Essentially location planners have sought to understand consumers’ spatial responses to retail locations on offer now and in the future. Over time we’ve coped with a move from a ‘one nation’ view of shoppers to an understanding of the complexities of geodemographics and the transport modes available to shoppers.
Customer guesswork?
Store performance models for retailers now routinely include bespoke catchment models and a precise understanding of the spending potential for each consumer group. We even pat ourselves on the back for thinking about the impact of online on store performance and cheer when we have knowledge of the likely online uplift in a virgin area when a new store opens.
However as we look to meet the omni-challenge we need to re-assess how we analyse consumer behaviour and their spatial interactions with retail outlets. We need to appraise existing methods to give ourselves a realistic chance of understanding the omni-channel world. The challenge has intensified as online has become the top performing ‘store’ in most retailers’ portfolios.
Understand the ‘whole’ customer, know the trading potential
The opportunity for a new approach lies with our understanding of the individual customer. The customer centric focus of many retailers offers the capability to solve the omni conundrum. If we are to understand the spatial behaviour of consumers we need to drill deeply into the customer data held by retailers. We have to examine each customer and their relationship with the retailer across all digital and physical touchpoints.
At best it means we know from a single customer account which store a customer uses and where the shopper accesses online for browse and purchase and by what means both physical and mobile. And above all else we need to see the colour of their money. This all presents a massive challenge for many retailers as they seek to link up customers across all channels and connect multiple accounts for the same person and household.
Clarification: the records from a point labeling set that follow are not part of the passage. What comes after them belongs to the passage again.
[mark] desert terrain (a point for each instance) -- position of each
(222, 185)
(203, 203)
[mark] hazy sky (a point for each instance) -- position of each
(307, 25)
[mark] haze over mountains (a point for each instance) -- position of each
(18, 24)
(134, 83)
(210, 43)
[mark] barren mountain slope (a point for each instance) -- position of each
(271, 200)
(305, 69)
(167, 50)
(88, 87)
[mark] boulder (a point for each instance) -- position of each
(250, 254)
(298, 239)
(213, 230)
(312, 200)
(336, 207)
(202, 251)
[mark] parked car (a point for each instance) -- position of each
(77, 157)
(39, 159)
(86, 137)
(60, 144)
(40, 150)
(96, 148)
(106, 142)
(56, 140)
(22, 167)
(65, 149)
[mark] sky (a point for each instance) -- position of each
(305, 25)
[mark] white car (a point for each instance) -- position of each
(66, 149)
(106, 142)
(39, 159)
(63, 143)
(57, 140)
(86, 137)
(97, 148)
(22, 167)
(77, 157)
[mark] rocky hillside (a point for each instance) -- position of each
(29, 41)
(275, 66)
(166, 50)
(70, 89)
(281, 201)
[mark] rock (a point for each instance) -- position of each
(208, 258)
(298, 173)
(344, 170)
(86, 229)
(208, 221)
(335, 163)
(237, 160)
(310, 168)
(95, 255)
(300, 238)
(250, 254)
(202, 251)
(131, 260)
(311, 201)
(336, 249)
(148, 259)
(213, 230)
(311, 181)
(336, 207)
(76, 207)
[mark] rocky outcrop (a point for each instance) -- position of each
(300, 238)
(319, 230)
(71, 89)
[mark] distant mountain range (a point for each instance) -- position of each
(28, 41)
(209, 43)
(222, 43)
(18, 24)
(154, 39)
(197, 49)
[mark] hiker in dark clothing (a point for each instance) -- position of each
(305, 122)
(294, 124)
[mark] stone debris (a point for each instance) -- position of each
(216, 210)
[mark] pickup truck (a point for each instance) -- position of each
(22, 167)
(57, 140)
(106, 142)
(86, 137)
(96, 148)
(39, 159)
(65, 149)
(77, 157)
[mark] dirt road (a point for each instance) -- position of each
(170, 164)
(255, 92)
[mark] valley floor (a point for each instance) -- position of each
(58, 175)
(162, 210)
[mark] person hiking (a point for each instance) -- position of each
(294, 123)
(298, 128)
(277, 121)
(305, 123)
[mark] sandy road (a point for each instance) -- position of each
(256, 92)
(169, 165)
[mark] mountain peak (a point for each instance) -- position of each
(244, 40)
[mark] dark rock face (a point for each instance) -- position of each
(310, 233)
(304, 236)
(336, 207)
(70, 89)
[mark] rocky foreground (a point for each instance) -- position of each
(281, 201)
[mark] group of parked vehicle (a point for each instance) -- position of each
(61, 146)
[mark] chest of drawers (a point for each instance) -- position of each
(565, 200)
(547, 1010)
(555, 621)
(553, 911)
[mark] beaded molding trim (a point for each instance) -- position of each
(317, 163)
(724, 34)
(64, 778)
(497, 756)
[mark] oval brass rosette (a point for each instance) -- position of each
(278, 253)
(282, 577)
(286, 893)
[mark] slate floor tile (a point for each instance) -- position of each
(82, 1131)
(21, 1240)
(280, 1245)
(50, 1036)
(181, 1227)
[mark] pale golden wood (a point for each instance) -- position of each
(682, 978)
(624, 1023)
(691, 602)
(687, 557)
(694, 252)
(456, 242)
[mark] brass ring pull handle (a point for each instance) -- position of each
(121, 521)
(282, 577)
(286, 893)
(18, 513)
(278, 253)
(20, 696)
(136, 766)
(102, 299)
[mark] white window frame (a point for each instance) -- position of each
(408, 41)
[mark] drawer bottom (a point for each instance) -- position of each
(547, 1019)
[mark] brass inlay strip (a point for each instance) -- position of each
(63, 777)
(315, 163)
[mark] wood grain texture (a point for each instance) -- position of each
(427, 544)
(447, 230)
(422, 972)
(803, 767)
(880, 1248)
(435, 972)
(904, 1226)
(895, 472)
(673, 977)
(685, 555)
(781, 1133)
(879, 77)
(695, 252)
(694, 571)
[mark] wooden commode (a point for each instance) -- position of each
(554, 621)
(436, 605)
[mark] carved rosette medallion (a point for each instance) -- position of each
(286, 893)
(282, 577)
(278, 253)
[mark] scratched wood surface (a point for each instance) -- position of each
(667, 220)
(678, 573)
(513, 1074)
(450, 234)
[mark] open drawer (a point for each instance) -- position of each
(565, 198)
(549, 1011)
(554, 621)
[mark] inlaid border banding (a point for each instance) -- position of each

A precise knowledge of individual customers, their spending and touchpoints will provide a clear picture to understand the retailer’s business from the ‘whole’ customer perspective. This approach delivers an opportunity to create individual customer models, bespoke and actionable customer segments (at CACI it’s my.acorn) together with an assessment of spend, opportunity and interaction across all touchpoints. The benefit to the business in respect of existing customers is the opportunity to target those customers whose actual spend by touchpoint is below segment expectations.
Evaluating the opportunities, valuing the prospects
Of course, increasing spend is only one part of the picture. The other challenge for any national retailer is to identify the potential from non-customers by channel. The development of a bespoke my.acorn segmentation using customer data can be used to match to the wider population. As a result prospects can be valued by channel leading to improved return on marketing spend and new store opening and rationalisation scenarios can be accurately tested.
Facing the omni challenge
Omni-channel is now leading to reviews of every business process in retailing and location planning faces the same pressures. The old ways are in need of substantial re-engineering and analysts will increasingly be examining the activities of individual customers before they embark on the development of spatial models.
On the subject of ‘omni’, a quick Google search reveals the bizarre fact that the Omni International Mall in Miami closed down in 1999 due to decreasing sales 23 years after it opened. Perhaps it’s an omen foretelling of the need to get location planning from an omni-channel perspective sorted out before it’s too late. Making the right property decision is now all about consumer, consumer, consumer. Fail to understand the omni-channel consumer and you’ll fail on location, location, location.